Per tutti i Tedeschi di Russia soltanto nel 1964 ci fu una parziale riabilitazione dall’accusa di essere stati la “quinta colonna di Hitler” anche se non venne concesso loro il ritorno nei luoghi d’insediamento originario né alcun risarcimento di nessun tipo.

 

Un blando tentativo di ricostituzione della “Repubblica Autonoma Socialista Sovietica dei Tedeschi del Volga” fu perorato da alcune associazioni della comunità ma questo movimento rimase lettera morta a causa dell’opposizione suscitata tra la popolazione russa che nel frattempo era stata insediata nei vecchi territori

Venne avanzata una proposta nel giugno 1979 che prevedeva la costituzione di una nuova Repubblica autonoma tedesca nel Kazakistan, con la capitale ad Ermentau.

La proposta serviva ad affrontare le condizioni di vita degli sfollati tedeschi del Volga.

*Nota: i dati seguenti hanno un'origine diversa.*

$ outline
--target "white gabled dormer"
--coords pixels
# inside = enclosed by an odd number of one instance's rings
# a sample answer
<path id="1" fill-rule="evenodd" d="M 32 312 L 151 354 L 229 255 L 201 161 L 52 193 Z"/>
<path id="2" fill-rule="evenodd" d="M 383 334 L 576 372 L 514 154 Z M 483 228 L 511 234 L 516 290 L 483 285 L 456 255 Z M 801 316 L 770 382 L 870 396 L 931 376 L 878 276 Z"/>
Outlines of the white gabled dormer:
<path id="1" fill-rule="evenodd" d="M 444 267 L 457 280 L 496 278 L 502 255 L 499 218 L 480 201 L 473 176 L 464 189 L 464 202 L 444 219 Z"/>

Al momento, c’erano circa 936.000 tedeschi etnici che vivevano in Kazakistan ed erano il terzo più grande gruppo etnico del paese asiatico.

Ma anche questa idea non trovò alcun appoggio soprattutto dalle popolazioni locali: il 16 giugno 1979 i kazaki manifestarono protestando per l’ipotesi di insediamento permanente dei tedeschi e per una istituzionalizzazione della loro comunità. Probabilmente temendo una reazione negativa della maggioranza kazaka, il PCUS ritirò definitivamente la proposta di autonomia tedesca nel Kazakistan.

Verso la fine degli anni ‘80 alcuni tornarono ad Engels, ma molti altri tedeschi del Volga emigrarono permanentemente nella loro terra di origine in Germania, approfittando della legge tedesca del “ritorno”, che concedeva la cittadinanza a tutti coloro che potevano dimostrare di essere un rifugiato od un espulso di origine etnica tedesca o essere il coniuge o il discendente di tale persona.

Questo esodo abbastanza sostenuto si verificò nonostante il fatto che alcuni tedeschi del Volga parlavano poco o per niente il tedesco, dal momento che per decenni la loro lingua era proibita in pubblico dal potere sovietico.

 

Alla fine degli anni novanta la Germania riunificata ha concesso alla minoranza etnico-linguistica dei tedeschi di Russia consistenti finanziamenti rendendo però più restrittiva la legge sull’immigrazione per quei tedeschi rimasti nell’attuale Federazione di Russia e negli altri Stati della C.S.I. usciti dalla disintegrazione dell’ex URSS.